I primi passi giudiziari rivelarono che nessuna caldaia era esplosa, ma che un ordigno era stato posizionato volontariamente. Pensai a mia figlia in corsa verso quella stazione. Pensai al destino e alle coincidenze. Se avesse preso il treno di qualche ora prima! Un brivido mi scosse l'anima. La mia mente vagava negli anni e il dolore la appesantiva. Si riconobbero quali colpevoli tre appartenenti al terrorismo nero.

La mia mente vaga e rispolvera le sentenze di condanna, due condanne all'ergastolo e una condanna a trenta anni. La mia mente non si fida e va a fondo. Il dubbio analizza i fatti e le parole di quei giorni, ma il segreto e il potere celano la verità. Penso ai morti, 85, ai morti rimasti in vita, ai parenti, ai familiari, agli amici. Penso alle speranze e ai sogni morti quel giorno. Alle giovani vite distrutte dall'ideologia e da interessi sottesi. Un rumore incessante mi sveglia.

L'odore del caffè del bar sotto casa mi penetra come fiori di pesco. Scendo e vedo un bus parcheggiato nel piazzale, vedo l'orologio che segna le 10.25, poi entro nel bar. Ordino il mio caffè e mi volto, ad un tavolino, seduti, se ne stanno i colpevoli. Come sfidare la dignità umana. Sconvolto esco dal bar. Mi informo.

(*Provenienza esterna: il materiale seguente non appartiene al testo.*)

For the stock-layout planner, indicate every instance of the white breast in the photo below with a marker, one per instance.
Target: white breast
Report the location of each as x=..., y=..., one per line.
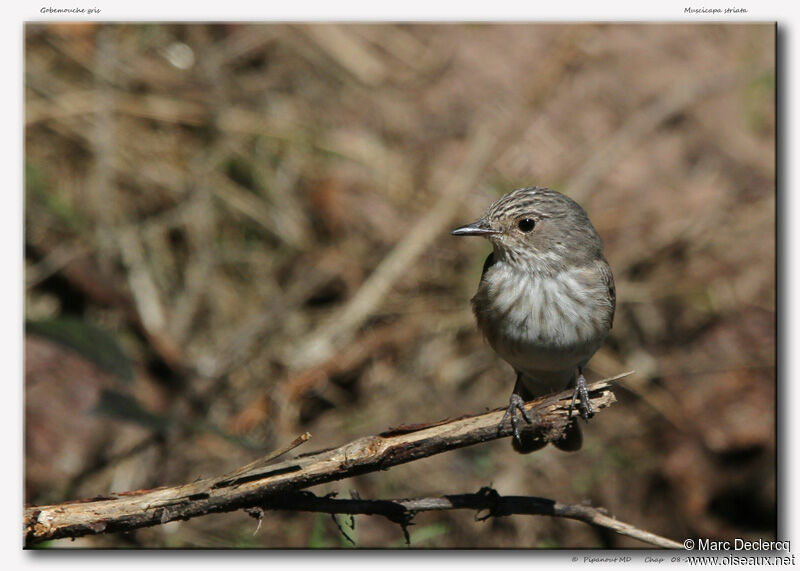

Leggo l'articolo 27 comma 3 della Costituzione "le pene devono tendere alla rieducazione del condannato" e dunque alla risocializzazione. Mi trovo d'accordo, ma bisogna operare un distinguo. E' possibile che anche per una strage possa essere valido? Come è possibile che anche chi è condannato a più ergastoli possa godere dei benefici previsti nel codice? Come è possibile calpestare la vita in questo modo? La mia mente pensa ai segreti di stato e il dubbio aleggia, permane. Bologna derisa in nome di logiche di potere.

Il diritto è malleabile e io sono solo un umile artigiano della parola. Non capisco. Penso a quella studentessa morta credendo nel diritto e nella giustizia. Penso a questa giustizia in cui la dignità e la vita non trovano il giusto posto sulla bilancia. Rivedo il cielo di quel sabato d'agosto, quel libro per terra fermo sulla parola strage. Entro in stazione e mi fermo davanti alla lapide posta nella sala d'attesa di seconda classe, leggo "Vittime del terrorismo fascista" e in testa ritornano le parole di quel Capo di Stato "non capisco perchè ci sia la parola fascista".

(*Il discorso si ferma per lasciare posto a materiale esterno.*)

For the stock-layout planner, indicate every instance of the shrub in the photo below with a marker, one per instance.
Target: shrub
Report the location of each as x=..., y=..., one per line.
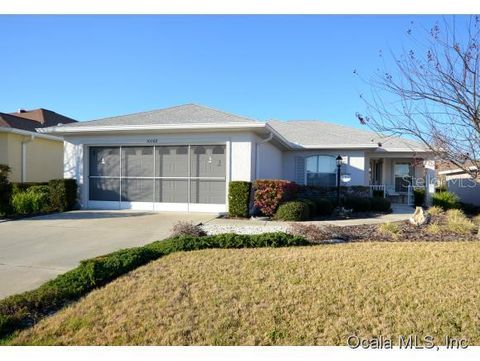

Penso e con un pennarello vorrei scrivere un altro aggettivo, accanto a quello già presente. Se fosse ancora in vita, a quel Presidente gli chiederei "Se non sono stati i fascisti, chi è stato?". Certe domande non hanno risposta, non conoscono verità. Servono solo a fomentare la rabbia di chi quel giorno ha perso un figlio, una madre, un padre, un parente. Servono solo a fomentare la desolazione di chi quel giorno ha perso la vita ed un sogno da coltivare.